Thinking a movie lay somewhere in Tatum’s exploits, Soderbergh encouraged him to proceed and Tatum had his production partner, Reid Carolin, hammer out a screenplay. Then faster than you could say, “it’s raining men,” Soderbergh was directing and Tatum was staring in the surprisingly heartfelt and slyly subversive movie, “Magic Mike.”
The plot is simple and straightforward as it follows your basic “A Star is Born” story arc and in anyone else’s hands “Magic Mike” would have likely been all style and no substance. But Soderbergh colors freely in the margins and delivers a movie that’s a little darker and a little deeper than all the glittery thongs would suggest.
Tatum stars as the titular Magic Mike, the main attraction (thanks mostly to Tatum’s mad dancing skills) at a dingy little club in Tampa. Working alongside guys with names like Ken (Matt Bomer), Tarzan (Kevin Nash), and Big ahem Richie (Joe Manganiello), Mike lives a Peter Pan lifestyle while quietly nurturing an entrepreneurial dream of starting a custom furniture company.
Mike takes new recruit Adam (Alex Pettyfer) under his wing, but in spite of Mike’s best efforts, Adam sinks deeper and deeper into a world of sex, drugs, and general exploitation.
All of this takes place under the watchful eye of Dallas (Matthew McConaughey, in what just might be a career performance), the morally corrupt club owner who manages this band of muscle-bound men.
Dallas perfectly embodies the absurd decadence that surrounds these characters, right down to his wonderfully trashy, shirtless portrait — complete with a rattlesnake hanging around his neck — he proudly displays in his home. One of these should be hanging over every fireplace in America.

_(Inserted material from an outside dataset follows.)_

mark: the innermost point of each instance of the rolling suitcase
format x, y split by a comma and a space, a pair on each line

As you would expect, Mike doesn’t have a lot of stable relationships in his life. The best he can hope for is someone like Joanna (Olivia Munn), who sees Mike as little more than a regular booty call.
Mike finds hope for a better life with Adam’s sister, Brooke (Cody Horn), but has to overcome the animosity she feels for Mike introducing her little brother to his wild and shallow lifestyle.

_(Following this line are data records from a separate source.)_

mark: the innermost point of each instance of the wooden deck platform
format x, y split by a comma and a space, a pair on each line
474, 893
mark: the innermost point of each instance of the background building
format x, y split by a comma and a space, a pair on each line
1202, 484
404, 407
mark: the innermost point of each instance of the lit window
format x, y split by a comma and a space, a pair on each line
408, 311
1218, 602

While “Magic Mike” is being clearly marketed to women and gay men, the target audience for this film might actually be heterosexual males. What straight guy hasn’t, at some point, fantasized about a life of easy cash and minimal responsibilities, all while being the center of attention in a roomful of screaming women?

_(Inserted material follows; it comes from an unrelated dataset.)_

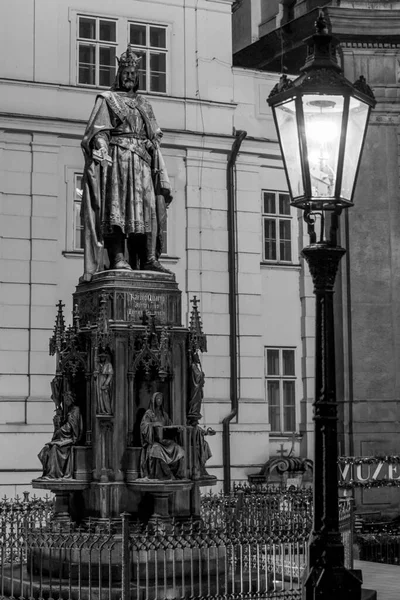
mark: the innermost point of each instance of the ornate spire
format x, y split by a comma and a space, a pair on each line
59, 331
129, 59
198, 339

Of course, Soderbergh peels back the layers of this fantasy and reveals some ugly realities and while this movie has a lot of fun moments and some legitimate laughs, it doesn’t flinch when it takes us to some dark places.
With such a candid look at dysfunctional sexuality, it could be argued that Soderbergh is mirroring his breakout film, “Sex, Lies, and Videotape.” I also think by taking an almost documentarian approach to showing a very insular world where men depend on their bodies to make money, “Magic Mike” also plays out like a less-bleak version of “The Wrestler.”
Either way, Soderbergh has constructed a movie that is way better than it has any right to be. “Magic Mike” falls way, way short of being profound, but it is compelling, which is not a word I ever thought I would ever use when describing a male-stripper movie.
“Magic Mike” is rated R for pervasive sexual content, brief graphic nudity, language, and some drug use.